だが、一つだけブラッドが老人に絶対に聞かねばならないことがあった。
「質問に質問で返してごめんなさい! 僕は何が何でも不死鳥狩りをして血を飲む必要があるのです! 妹を助けたいのです! だから、不死鳥の居場所を教えて下さい!」
ブラッドの鬼気迫る表情を見て老人は意地悪そうに話した。
「はて、不死鳥? そんな魔物を見たような、見ていないような……。何せ二百歳になるからのぉ。儂が不死鳥みたいなもんじゃ!」
腹を抱えてゲラゲラ笑う老人にブラッドは心底腹が立った。
「僕は本気で聞いているんだ! 知らないならお爺さんに用事はありません!」
瀕死の状態でも前に進もうとするブラッドの前に老人が素早く移動して話しかけた。
「貴様は年配の者に対しての礼儀を知らないクソガキじゃな! 儂が『遊ぼう』と言えば付き合うのが若者の務めじゃ!」
「僕は本当に大切な用事があるのです! 遊ぶ暇なんて一切ありませんよ!」
ブラッドが強く言い切ると老人は地団駄を踏んで駄々を捏ね始めた。
「嫌じゃ、嫌じゃ! 儂は貴様と遊ぶと決めたんじゃ! 絶対に遊んでくれるまでこの場所から動かさないからな!」
ブラッドは子供じみた我儘を言う老人を無視して身体を引きながら前に進もうとした。
その時、老人が小声で真剣な声で呟いた。
「そんな満身創痍な身体で不死鳥を狩るなど身の程を知らぬ証拠じゃ。下級血液魔法を二種類体得したからどうなる? 儂の友達サハギン族にいいように弄ばれる小童が不死鳥を狩るなど自惚れておる証拠じゃ」
老人が話した内容はブラッドの心に突き刺さった。突き刺さった棘を指摘されたブラッドは烈火の如く言い返した。
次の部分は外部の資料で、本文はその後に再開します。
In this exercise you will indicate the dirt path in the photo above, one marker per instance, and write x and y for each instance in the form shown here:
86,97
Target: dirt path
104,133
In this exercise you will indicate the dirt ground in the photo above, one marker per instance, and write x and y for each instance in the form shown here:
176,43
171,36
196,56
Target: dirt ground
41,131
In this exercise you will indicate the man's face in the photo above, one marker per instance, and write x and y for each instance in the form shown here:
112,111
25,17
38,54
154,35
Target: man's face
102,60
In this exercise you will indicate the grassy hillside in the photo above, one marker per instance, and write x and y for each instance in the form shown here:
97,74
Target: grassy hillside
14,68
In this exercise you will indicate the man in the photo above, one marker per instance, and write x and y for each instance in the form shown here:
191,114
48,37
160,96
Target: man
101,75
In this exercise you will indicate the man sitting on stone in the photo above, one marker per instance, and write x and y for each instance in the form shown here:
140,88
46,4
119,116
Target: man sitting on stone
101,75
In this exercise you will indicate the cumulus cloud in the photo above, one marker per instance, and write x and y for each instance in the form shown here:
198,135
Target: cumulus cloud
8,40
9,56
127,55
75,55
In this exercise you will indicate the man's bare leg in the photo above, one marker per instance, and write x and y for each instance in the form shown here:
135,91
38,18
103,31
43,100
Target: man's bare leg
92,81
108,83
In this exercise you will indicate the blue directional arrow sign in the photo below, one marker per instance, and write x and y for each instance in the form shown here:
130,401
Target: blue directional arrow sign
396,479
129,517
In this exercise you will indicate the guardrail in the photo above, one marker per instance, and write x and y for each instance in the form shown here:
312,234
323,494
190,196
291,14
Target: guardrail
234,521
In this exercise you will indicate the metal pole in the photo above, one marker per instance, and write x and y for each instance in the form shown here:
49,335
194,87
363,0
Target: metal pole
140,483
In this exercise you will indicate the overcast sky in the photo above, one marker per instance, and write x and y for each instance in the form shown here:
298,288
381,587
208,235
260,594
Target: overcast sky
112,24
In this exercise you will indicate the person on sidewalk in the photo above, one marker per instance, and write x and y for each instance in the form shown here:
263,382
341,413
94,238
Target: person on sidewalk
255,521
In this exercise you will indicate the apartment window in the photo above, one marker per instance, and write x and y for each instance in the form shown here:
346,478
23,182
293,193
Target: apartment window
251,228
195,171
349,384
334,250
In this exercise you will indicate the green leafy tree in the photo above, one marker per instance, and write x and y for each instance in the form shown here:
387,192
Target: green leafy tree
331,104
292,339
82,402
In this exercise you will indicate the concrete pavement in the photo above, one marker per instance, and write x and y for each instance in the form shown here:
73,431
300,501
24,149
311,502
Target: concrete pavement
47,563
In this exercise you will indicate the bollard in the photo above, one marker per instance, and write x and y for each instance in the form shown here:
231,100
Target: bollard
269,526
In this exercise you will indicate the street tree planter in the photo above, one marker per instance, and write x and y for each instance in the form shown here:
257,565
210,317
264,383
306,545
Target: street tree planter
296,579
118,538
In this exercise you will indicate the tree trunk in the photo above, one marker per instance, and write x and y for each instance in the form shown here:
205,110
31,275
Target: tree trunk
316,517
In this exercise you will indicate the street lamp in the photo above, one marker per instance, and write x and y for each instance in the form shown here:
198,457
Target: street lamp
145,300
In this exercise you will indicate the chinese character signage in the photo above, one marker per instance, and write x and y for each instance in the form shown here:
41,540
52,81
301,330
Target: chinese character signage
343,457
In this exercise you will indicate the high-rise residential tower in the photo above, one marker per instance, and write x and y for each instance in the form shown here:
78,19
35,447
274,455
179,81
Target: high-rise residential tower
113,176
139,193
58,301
「では、あなたならセティンを救えるとでもいうのですか! 僕しかセティンを救える人間はいないんだ! 大切な家族を守れるのは僕だけだ! 何の事情も知らない赤の他人に知ったような口を叩かれる覚えはないよ!」
ブラッドの本気の目に老人は愉快そうに話した。
「それなら、傷を儂が癒してやろう。その代わり儂と遊ぶんじゃ。遊んだ後は貴様の好きにするが良い。儂は一切、干渉せん。だから儂と遊ぶのじゃ!」
老人の提案にブラッドは自身の身体の状態を顧みた。
サハギン族との戦いで身は傷つき、ボロボロだった。プラーナもない状態で、三日間不眠不休で歩くのは不可能な話だった。
ブラッドは老人の話を受けることにした。
老人は遊び相手が出来た喜びに珍妙な踊りをしながら話した。
「儂は『タオ老師』とこのアナルタシアに住む魔物や住人から呼ばれておる。お主の名前はなんじゃ?」
ブラッドは自身の名前「ブラッド・エル・ブロード」をぶっきらぼうに名乗った。
タオ老師はブラッドの名前を聞いて心底嬉しそうに話した。
「ブー君じゃな! まずは傷を儂が治してやろう」
ブラッドはサハギン族に傷つけられた数多の傷をタオ老師に見せた。
タオ老師は「ホホイ!」と右掌をかざした。すると、ブラッドの負った数多の傷がみるみる治ってしまった。
ブラッドはタオ老師の魔法を見て、度肝を抜かれた。
「タオ老師はO型なのですか! こんな治癒力が高い血液魔法は相当高額か由緒ある名家の出身しか扱えません!」
「何の事かのぉ? 儂はこの程度、朝飯前で扱える『老師』じゃ。ブー君、儂と約束通り遊ぶのじゃ!」
ブラッドは「約束だから仕方がない」と腹を括るとタオ老師に問いかけた。
「何をして遊ぶのですか? 時間がかからない遊びにして下さい」
「簡単な遊びじゃ。儂に着いて来い」
タオ老師はそういうと樹々の間をぬってはアナルタシアの奥へと歩を進めた。